In questo agosto è scoppiato il caso dell’Aler di Milano.
Nata ai primi del secolo scorso come Istituto Case popolari (poi IACP) con uno scopo altamente nobile e sociale, quale quello di costruire e gestire case a basso prezzo per chi non poteva permettersi altro alloggio, è sempre stata un punto di riferimento per Milano. Interi quartieri sono stati costruiti dall’Istituto, che sovente è stato anche un elemento di sprone per l’urbanistica e l’architettura della città.
Da circa vent’anni invece l’Aler non costruisce praticamente più nulla, gestisce il patrimonio rimasto dopo che ha venduto agli inquilini (a prezzo di favore) buona parte delle case di proprietà.

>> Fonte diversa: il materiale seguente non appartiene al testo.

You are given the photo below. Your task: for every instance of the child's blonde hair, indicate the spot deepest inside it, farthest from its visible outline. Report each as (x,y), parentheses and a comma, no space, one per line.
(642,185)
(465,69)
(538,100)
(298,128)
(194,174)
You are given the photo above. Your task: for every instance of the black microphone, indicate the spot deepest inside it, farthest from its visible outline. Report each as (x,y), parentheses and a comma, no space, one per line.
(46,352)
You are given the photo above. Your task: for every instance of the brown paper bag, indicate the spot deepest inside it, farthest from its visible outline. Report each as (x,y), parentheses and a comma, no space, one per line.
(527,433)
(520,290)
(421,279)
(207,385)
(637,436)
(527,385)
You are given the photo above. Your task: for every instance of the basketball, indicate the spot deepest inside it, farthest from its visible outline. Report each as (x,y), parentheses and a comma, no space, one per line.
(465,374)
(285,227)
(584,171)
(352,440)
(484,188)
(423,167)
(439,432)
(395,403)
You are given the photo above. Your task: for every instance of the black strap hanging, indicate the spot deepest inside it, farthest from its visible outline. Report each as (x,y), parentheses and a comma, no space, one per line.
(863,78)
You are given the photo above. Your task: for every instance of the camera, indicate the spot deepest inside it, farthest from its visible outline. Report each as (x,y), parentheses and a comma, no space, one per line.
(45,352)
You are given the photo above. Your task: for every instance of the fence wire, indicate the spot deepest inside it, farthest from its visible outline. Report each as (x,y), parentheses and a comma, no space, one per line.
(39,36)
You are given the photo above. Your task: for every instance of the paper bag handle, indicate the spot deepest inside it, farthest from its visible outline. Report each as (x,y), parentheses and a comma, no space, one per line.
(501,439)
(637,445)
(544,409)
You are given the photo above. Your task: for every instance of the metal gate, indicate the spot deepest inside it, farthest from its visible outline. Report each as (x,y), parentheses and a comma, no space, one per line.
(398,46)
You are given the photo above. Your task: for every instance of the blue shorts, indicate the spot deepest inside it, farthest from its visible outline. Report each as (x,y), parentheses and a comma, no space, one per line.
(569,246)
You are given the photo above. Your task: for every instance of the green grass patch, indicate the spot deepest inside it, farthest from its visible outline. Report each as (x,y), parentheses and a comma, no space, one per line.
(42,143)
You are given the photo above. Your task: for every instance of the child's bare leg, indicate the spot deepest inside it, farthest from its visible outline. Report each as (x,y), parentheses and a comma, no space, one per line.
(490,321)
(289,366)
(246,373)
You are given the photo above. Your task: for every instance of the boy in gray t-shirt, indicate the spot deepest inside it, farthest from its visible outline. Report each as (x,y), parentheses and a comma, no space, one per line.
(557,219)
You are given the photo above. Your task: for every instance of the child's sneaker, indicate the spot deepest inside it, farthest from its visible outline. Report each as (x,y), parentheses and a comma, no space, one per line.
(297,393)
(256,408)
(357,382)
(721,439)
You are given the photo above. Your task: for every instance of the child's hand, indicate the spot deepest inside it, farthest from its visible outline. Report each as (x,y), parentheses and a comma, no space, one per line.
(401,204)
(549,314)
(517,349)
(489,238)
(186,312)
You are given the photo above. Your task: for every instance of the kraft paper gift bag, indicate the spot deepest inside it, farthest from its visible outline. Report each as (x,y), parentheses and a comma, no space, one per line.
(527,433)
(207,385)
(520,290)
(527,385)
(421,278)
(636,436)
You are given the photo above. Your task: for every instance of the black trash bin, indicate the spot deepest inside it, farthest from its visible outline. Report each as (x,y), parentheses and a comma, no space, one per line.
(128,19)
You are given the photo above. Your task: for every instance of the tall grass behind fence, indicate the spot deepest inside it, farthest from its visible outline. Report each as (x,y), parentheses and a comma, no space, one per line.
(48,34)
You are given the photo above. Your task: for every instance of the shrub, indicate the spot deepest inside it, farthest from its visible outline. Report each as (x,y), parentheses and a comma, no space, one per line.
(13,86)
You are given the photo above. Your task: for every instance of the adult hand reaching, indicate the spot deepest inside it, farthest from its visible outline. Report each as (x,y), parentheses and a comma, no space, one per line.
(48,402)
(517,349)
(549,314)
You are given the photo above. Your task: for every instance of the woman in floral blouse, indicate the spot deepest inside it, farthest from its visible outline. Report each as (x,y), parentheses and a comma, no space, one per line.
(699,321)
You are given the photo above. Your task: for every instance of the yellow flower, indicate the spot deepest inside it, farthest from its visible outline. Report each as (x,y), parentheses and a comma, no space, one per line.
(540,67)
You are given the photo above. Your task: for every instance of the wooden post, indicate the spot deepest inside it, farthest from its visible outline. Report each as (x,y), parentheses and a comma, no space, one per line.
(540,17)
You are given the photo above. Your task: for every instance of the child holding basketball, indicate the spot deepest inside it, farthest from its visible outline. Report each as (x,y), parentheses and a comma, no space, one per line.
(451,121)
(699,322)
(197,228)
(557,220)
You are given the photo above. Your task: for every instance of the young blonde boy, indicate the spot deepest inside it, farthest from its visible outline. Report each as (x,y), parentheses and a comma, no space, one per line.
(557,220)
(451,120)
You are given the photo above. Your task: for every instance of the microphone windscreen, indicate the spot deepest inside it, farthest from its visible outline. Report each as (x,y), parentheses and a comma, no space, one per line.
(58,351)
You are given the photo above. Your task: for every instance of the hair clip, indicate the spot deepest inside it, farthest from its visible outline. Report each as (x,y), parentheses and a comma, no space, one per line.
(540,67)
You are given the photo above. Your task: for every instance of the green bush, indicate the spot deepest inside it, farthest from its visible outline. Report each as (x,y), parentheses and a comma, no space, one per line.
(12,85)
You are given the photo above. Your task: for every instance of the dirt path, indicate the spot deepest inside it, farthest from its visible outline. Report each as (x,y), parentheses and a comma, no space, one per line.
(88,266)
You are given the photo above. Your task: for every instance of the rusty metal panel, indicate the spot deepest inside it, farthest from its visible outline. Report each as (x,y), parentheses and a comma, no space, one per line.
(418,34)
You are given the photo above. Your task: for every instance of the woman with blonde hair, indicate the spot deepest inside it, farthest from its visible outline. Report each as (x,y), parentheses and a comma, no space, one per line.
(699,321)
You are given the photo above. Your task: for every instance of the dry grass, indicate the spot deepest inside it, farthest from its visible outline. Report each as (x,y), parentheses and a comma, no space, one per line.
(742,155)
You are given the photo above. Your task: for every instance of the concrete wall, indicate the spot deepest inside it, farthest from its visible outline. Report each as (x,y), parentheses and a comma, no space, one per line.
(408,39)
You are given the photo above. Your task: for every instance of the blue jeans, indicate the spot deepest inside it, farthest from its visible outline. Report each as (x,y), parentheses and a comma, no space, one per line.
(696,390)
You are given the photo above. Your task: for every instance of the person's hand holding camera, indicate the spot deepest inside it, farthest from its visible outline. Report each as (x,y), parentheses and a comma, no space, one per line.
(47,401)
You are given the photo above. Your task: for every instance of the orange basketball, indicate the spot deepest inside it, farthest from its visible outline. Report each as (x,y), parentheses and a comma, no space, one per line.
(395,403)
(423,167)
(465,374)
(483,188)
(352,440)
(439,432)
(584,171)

È rimasta invece tale e quale la struttura burocratica e la malagestione: 80 milioni di deficit, 30% di inquilini morosi, 10% di abusivi, 1.5 milioni di consulenze l’anno, numero spropositato di impiegati, dirigenti e impiegati assunti per favori clientelari e mafiosi (vedi caso Zambetti), manutenzione degli immobili carente ecc. ecc.
La soluzione proposta: dato che è un servizio sociale, che vengono applicati affitti bassissimi a chi non può pagare, intervenga la Regione o il Comune con contributi o finanziamenti…
Il solito statalismo inefficiente e opaco che, con la scusa dell’intervento sociale, finisce per coprire sprechi, inefficienze e colpe.
Non sarebbe molto più semplice e corretto lasciare fallire l’Aler, mettere all’asta la nuova gestione e far intervenire la Regione o il Comune solo per coprire i canoni di chi è indigente?
In questo modo, come da sempre sostengono i Comitati, vi sarebbe una concorrenza e i cittadini potrebbero controllare la gestione, sapere come vengono impiegati i loro soldi: sarebbe una vera democrazia diretta e un vero federalismo.
Ma puzzerebbe troppo di libero mercato e di libera concorrenza: un anatema per la nostra burocrazia statalista, opaca, inefficiente e, spesso, disonesta.